Berlinale-Blogger 2016 „Crosscurrent“: Ein Roadmovie auf dem Wasser

"Crosscurrent" | ©Berlinale

„Crosscurrent“ vom Regisseur Yang Chao (杨超) war 2016 der einzige chinesische Film im internationalen Wettbewerb der Berlinale. Bei diesem Roadmovie mit Boot übertrumpfen Atmosphäre und Bilder die Erzählung und Darsteller.

Wortwörtlich bedeutet der chinesische Filmtitel „Bild des Yangtze“ (长江图) und so ist Crosscurrent eine Eloge an den Yangtze Fluss. Einst die Muse vieler wichtiger Kunstwerke der chinesischen Geschichte hat sich dessen Bild seit dem Bau des Dreischluchtendamms drastisch verändert. Als Gao Chun (高淳) mit dem kleinen, rostigen und klapprigen Frachtschiff seines kürzlich verstorbenen Vaters flussaufwärts fährt, entdeckt er ein Manuskript mit Gedichten mit Fußnoten über Häfen entlang des Yangtze Flusses. Als er an diesen Häfen Halt macht, trifft er jedes Mal auf dieselbe mysteriöse Frau, An Lu (安陆).

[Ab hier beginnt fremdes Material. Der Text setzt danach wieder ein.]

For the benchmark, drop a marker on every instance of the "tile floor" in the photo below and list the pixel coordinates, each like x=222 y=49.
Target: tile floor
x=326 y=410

An Lu hat viele Gesichter, sie ist Mutterfigur, Prostituierte, Liebhaberin, Kind, Femme Fatale, Nonne, eine Flussgöttin – sie ist gleichzeitig sündhaft und heilig, physisch und metaphorisch. So wirkt Gao Chuns Reise auf dem Yangtze Fluss wie eine Reihe durchlebter Reinkarnationen, Metamorphosen und Parallel-Welten, immer eingebettet in buddhistische Metaphorik und Symbolik. Doch so sehr Crosscurrent auch mystisch und verwirrend sein mag, es ist nicht vergleichbar mit Alain Resnais Meisterwerk Letztes Jahr in Marienbad (1961). Mystik und Poetik werden hervorgehoben durch ein Dutzend Gedichte und wechselwirkende Momente von Sozialrealismus, Romanze, Thriller, Krimi und Gangstertum – es wirkt manchmal so, als schwanke dieser ehrgeizige Film zwischen gewollter Ambivalenz und dem Wunsch verstanden zu werden – – auch die Erzählerstimme versucht beides gleichzeitig und endet letztlich in der Orientierungslosigkeit.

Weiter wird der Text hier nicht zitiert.